Labour leader Ed Miliband has urged the government to extend the tax on bankers' bonuses.
He said it had raised £3.5bn, while the coalition's replacement "levy" on banks would bring in only £1.25bn - meaning a "tax cut" for the financial sector.
Mr Miliband said it was "unfair" not to continue the bonus tax at a time when people were being hit by the VAT rise.
But the Conservatives played down Labour's demand, saying the levy would eventually raise £2.6bn a year.
Banks are thought to be preparing to give out annual bonuses totalling £7bn.
It is reported that Stephen Hester, chief executive of the state-owned Royal Bank of Scotland, is in line to receive a £2.5m payment.
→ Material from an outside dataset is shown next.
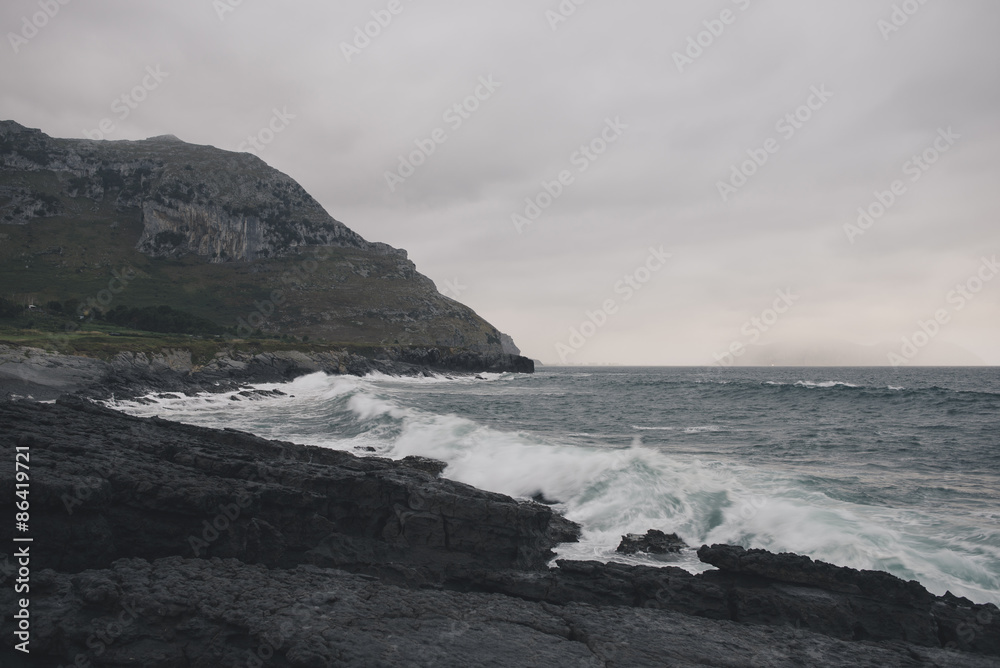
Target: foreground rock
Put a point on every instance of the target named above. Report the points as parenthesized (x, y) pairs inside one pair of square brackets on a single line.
[(162, 544), (100, 478), (212, 613), (43, 376)]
At his monthly press conference Mr Miliband said: "It cannot be right that, when workers face below-inflation pay increases, if they get any rise at all, and families see prices on the high street rising, senior bankers keep raking in bonuses that are more in one year than most people can earn in a lifetime."
He urged ministers to "take action", adding: "They should not get the scale of bonuses that is being talked about."
Mr Miliband said Labour's one-off bonus tax measure - which has now expired - had raised £3.5bn in a year, while its Conservative-Liberal Democrat replacement levy would make just £1.25bn.
He argued that extending the tax on bonuses for a second year would provide money to support growth in the economy.
However, the prime minister's spokesman played down the prospect, pointing out that Labour's measure had been a "one-off" and that, if repeated, it would be open to avoidance.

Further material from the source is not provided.